Linda se estremeció. No se había imaginado que alguien pudiera haberla visto.

– ¿Mirando tu coche? -dijo asustada -. No miraba nada.

Gøran la observaba sin quitarle ojo. Linda vio aún más arañazos en su cara, y en una mano. El chico volvió a la mesa. Ella se quedó perpleja, escuchando la música. ¿Se había peleado Gøran con alguien? No solía estar de mal humor. Era un chico espabilado y charlatán, muy seguro de sí mismo. Tal vez había discutido con Ulla. Decían por ahí de Ulla que cuando se enfadaba era peor que un diablo tasmano. Linda no sabía lo que era un diablo tasmano, pero evidentemente algo con garras. Gøran y Ulla llevaban un año saliendo, y Karen decía que era cuando solían empezar los conflictos. Se encogió de hombros y se sentó junto a la ventana. Los de la otra mesa miraban en dirección contraria. Linda no se sentía bienvenida. Sorbía la Coca-Cola un poco confusa, mirando por la ventana. ¿Debería llamar a Jacob y hablarle de ello? ¿Era importante? Eso tendría que valorarlo él. Le había dicho que lo llamara si se acordaba de algo. Ahora acababa de descubrir que el coche de Gøran se parecía al otro.

Buenos días, soy Linda.

Hola, Linda. ¿Tu llamada significa que tienes algo más que contarme?

Seguramente no es nada importante. Se trata del coche. Me pregunto si no era un Golf.

¿Has visto alguno que se le parezca?

Sí. Acabo de verlo.

¿En Elvestad?

Sí, pero no es él, porque conozco al dueño, pero sí se parece. No sé si me entiendes.

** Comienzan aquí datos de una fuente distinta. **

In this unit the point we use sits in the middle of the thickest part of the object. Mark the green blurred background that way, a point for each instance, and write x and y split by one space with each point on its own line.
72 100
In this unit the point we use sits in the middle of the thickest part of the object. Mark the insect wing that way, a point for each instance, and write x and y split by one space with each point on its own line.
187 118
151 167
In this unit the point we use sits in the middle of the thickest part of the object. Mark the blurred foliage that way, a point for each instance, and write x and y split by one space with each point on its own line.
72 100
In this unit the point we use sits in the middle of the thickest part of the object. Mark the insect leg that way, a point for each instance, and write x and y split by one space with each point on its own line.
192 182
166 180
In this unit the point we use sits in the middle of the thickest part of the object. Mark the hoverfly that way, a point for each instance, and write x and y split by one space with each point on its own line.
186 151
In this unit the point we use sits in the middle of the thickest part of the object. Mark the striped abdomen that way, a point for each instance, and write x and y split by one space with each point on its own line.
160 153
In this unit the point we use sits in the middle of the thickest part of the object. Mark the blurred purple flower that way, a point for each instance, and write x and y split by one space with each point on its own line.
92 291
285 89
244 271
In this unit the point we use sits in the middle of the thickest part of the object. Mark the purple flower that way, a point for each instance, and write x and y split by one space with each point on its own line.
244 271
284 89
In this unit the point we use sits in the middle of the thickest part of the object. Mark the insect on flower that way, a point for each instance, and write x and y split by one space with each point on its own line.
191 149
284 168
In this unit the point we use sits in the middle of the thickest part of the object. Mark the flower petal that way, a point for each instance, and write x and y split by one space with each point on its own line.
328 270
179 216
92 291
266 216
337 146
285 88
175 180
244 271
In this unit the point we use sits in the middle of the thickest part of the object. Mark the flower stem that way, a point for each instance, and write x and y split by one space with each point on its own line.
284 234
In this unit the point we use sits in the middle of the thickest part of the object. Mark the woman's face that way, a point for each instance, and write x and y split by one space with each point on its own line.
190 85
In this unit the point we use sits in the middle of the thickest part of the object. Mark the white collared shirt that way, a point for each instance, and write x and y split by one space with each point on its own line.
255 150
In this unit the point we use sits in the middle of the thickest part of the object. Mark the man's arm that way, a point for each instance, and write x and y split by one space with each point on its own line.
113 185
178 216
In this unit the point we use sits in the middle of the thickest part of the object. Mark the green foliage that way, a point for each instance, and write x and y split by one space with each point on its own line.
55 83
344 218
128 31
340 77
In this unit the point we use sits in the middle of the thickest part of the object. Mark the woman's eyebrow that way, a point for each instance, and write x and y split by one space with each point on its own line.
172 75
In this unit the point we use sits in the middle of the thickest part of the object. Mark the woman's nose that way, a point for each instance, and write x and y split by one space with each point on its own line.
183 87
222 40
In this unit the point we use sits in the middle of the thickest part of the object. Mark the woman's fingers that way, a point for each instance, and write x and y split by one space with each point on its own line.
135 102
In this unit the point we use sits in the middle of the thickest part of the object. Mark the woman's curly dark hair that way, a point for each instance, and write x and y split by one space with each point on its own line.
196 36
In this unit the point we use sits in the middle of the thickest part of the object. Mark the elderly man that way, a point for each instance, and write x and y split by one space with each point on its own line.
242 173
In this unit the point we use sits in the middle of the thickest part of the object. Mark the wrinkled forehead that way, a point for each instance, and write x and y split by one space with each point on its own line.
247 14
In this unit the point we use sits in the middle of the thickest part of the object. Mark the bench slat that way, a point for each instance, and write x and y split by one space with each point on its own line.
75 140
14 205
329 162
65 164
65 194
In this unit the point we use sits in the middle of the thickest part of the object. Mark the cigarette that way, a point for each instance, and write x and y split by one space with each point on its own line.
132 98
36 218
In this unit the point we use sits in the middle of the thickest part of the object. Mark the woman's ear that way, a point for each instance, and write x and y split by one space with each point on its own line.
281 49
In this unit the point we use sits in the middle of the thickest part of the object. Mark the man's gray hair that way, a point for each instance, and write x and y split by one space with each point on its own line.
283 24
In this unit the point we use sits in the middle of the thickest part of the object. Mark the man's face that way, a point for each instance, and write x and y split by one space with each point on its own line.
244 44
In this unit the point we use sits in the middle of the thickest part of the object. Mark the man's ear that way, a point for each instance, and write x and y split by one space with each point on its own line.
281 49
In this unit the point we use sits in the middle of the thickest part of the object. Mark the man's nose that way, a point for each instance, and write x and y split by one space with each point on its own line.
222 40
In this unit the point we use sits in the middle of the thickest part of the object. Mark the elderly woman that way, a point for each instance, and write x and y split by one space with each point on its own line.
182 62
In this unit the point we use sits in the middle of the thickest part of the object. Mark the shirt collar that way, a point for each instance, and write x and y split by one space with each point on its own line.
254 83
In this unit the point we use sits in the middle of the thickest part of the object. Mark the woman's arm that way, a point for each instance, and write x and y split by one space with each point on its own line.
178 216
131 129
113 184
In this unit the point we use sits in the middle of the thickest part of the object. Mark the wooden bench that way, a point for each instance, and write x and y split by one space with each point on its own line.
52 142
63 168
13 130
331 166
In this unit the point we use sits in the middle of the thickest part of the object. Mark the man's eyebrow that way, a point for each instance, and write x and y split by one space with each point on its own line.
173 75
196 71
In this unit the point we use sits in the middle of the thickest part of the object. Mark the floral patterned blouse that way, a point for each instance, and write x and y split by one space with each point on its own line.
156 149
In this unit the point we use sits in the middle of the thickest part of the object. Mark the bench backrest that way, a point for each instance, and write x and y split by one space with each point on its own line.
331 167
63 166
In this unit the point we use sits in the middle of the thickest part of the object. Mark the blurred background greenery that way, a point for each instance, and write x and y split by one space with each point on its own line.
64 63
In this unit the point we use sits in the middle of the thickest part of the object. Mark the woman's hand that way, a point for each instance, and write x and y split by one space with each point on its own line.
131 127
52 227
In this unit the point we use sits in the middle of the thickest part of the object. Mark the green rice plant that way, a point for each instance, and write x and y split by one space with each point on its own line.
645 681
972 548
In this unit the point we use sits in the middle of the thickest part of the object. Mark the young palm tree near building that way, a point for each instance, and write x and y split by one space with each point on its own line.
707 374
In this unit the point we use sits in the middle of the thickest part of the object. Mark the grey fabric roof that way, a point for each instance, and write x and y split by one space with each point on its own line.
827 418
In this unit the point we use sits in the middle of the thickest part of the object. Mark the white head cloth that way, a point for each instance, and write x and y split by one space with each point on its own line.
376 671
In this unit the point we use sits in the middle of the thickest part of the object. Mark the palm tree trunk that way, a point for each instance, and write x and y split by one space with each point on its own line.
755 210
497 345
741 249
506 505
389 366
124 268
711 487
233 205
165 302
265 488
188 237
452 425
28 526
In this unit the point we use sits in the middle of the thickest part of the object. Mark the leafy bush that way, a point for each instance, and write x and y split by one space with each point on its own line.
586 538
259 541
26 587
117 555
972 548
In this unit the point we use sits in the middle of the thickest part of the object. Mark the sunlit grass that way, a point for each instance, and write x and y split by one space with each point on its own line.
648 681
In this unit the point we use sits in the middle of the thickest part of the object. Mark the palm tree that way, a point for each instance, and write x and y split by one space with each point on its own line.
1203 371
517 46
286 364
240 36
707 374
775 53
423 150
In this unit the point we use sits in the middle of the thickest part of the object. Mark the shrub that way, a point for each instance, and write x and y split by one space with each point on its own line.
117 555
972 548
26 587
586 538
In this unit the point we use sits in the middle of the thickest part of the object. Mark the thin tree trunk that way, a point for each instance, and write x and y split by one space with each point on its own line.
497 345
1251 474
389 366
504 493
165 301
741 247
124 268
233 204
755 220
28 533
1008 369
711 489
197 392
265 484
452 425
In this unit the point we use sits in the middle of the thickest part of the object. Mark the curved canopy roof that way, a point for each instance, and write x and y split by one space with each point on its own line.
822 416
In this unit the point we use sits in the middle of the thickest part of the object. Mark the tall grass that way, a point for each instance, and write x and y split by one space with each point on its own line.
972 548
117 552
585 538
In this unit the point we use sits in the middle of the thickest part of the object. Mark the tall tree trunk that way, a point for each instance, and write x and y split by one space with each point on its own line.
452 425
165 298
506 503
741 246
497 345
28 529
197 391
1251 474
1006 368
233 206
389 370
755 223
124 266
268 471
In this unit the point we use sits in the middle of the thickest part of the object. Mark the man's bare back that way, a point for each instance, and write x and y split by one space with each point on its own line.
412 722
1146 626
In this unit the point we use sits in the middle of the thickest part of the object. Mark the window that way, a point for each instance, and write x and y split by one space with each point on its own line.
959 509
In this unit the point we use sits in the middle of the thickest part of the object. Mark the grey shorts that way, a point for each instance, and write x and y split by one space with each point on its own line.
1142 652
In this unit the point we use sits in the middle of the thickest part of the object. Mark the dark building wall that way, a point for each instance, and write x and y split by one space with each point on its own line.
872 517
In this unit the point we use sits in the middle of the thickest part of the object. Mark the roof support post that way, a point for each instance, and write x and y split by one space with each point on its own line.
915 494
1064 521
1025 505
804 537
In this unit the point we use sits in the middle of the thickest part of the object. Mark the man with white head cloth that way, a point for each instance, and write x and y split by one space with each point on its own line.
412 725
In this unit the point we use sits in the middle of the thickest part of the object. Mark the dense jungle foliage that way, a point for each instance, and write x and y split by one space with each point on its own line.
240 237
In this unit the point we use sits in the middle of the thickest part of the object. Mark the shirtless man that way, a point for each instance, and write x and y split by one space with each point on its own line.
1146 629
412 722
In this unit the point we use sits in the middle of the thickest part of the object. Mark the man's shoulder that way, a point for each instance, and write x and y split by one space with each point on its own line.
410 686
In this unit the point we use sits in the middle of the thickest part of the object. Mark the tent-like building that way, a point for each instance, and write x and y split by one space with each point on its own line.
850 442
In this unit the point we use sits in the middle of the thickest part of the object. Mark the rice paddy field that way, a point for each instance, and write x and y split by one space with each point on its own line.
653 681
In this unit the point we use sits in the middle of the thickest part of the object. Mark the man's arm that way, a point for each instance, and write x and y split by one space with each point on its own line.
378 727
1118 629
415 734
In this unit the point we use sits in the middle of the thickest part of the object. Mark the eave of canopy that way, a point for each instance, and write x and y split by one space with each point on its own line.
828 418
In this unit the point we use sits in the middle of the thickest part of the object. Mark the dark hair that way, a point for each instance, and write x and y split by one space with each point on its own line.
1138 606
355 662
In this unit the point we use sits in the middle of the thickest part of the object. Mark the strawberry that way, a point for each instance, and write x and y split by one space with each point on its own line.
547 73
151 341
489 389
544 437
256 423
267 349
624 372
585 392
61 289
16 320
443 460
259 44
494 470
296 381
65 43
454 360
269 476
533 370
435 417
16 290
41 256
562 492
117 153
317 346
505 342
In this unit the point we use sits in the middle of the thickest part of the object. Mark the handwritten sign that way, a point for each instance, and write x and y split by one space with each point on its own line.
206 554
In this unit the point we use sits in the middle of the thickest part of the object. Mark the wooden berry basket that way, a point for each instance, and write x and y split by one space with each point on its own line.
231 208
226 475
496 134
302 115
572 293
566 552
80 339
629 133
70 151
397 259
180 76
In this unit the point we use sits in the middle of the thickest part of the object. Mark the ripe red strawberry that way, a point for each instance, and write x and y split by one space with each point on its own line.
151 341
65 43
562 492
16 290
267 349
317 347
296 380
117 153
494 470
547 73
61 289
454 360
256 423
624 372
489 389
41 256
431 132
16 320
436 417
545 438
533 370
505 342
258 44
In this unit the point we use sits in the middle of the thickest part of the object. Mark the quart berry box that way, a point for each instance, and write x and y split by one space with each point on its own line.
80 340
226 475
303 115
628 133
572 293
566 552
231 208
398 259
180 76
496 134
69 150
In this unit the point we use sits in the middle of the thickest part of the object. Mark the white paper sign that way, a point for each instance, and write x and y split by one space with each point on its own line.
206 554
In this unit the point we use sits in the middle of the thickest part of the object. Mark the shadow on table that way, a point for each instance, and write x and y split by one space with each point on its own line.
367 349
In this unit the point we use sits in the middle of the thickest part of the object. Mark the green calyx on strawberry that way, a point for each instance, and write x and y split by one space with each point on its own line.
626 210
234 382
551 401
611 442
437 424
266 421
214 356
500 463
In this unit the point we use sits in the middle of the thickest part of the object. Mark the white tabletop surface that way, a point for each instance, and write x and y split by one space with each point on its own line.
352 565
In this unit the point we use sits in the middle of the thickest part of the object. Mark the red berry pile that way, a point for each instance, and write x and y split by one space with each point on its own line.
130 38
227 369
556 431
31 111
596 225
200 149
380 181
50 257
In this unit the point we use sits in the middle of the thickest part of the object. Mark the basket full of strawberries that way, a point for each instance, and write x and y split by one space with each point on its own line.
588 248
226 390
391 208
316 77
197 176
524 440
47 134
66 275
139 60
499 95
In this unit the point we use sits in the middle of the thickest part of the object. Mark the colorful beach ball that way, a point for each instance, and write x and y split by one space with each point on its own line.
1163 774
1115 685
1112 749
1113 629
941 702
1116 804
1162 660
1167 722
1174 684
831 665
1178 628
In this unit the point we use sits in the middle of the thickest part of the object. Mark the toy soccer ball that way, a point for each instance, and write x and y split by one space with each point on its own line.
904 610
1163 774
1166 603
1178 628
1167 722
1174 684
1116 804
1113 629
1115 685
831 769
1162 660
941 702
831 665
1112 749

Linda se perdió en sueños, y meditaciones. ¿Cuántos coches rojos había en Elvestad? Gunder Jomann tenía un Volvo rojo. Pero ¿y qué? Pensó tanto que el cerebro le crujía. El médico. Tenía un coche familiar rojo, muy parecido al de Einar. Bebía Coca-Cola y miraba fijamente por la ventana. «Eloise» ya se había acabado. Einar hacía ruidos con ceniceros y vasos. Linda estaba segura de que Einar también iba por su casa con ese trapo, limpiando bancos, mesas y marcos de las ventanas, a su mujer, a sus hijos y a todo lo que tuviera a su alcance. Pero Gøran con esas heridas rojas sí le daba miedo.